発表の概要 ■ Richard Muyungi 氏(CDM 理事会理事)
アフリカにおける CDM について:
・IMF と世界銀行の HIPIC(重債務貧困国政策)により、アフリカ 25 カ国の負債が減っ
ていることで更なる経済成長の見通しがある。CDM を利用して、特に産業部門での経済
成長を伸ばしたい。
・産業部門を成長させる際には、クリーンエネルギーへのアクセスが欠かせない。
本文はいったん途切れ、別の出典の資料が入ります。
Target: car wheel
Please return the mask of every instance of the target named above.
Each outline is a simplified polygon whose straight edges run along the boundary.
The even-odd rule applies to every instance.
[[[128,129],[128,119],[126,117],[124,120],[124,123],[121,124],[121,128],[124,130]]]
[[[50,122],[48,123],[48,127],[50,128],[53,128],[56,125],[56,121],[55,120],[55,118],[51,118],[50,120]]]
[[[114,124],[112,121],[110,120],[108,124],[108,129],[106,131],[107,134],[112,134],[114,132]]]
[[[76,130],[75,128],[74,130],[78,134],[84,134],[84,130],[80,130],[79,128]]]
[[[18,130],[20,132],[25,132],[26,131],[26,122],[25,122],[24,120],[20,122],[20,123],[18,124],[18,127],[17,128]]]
アフリ
カでは特に、バイオマス利用の適用可能性が高い。
アフリカで CDM プロジェクトが少ない理由:
・制度的能力の不足 ⇒ DNA のワンマンショーで終わっている傾向
・財源の不足 ⇒ 初期投資の財源が無い
・金融機関や私企業の CDM に対する認識不足 ⇒ 能力開発の不足
アフリカで CDM を実現するために:
アフリカのほとんどの国は、持続可能な発展に貢献するという理由で京都議定書を締結
しており、後はどのようにプロジェクト実施のための環境を整えるかが問題である。
そのためには、以下が必要とされる。
・昨今の経済成長そして平和を安定させる
・関係者の協力を仰ぎながら、制度的・技術的能力開発に力を入れる
・CDM への初期投資を容易にするための特別な財政支援機関を設置する
・アフリカで実施しやすい CDM の産業分野や技術を明確にする(運輸、省エネ、植林)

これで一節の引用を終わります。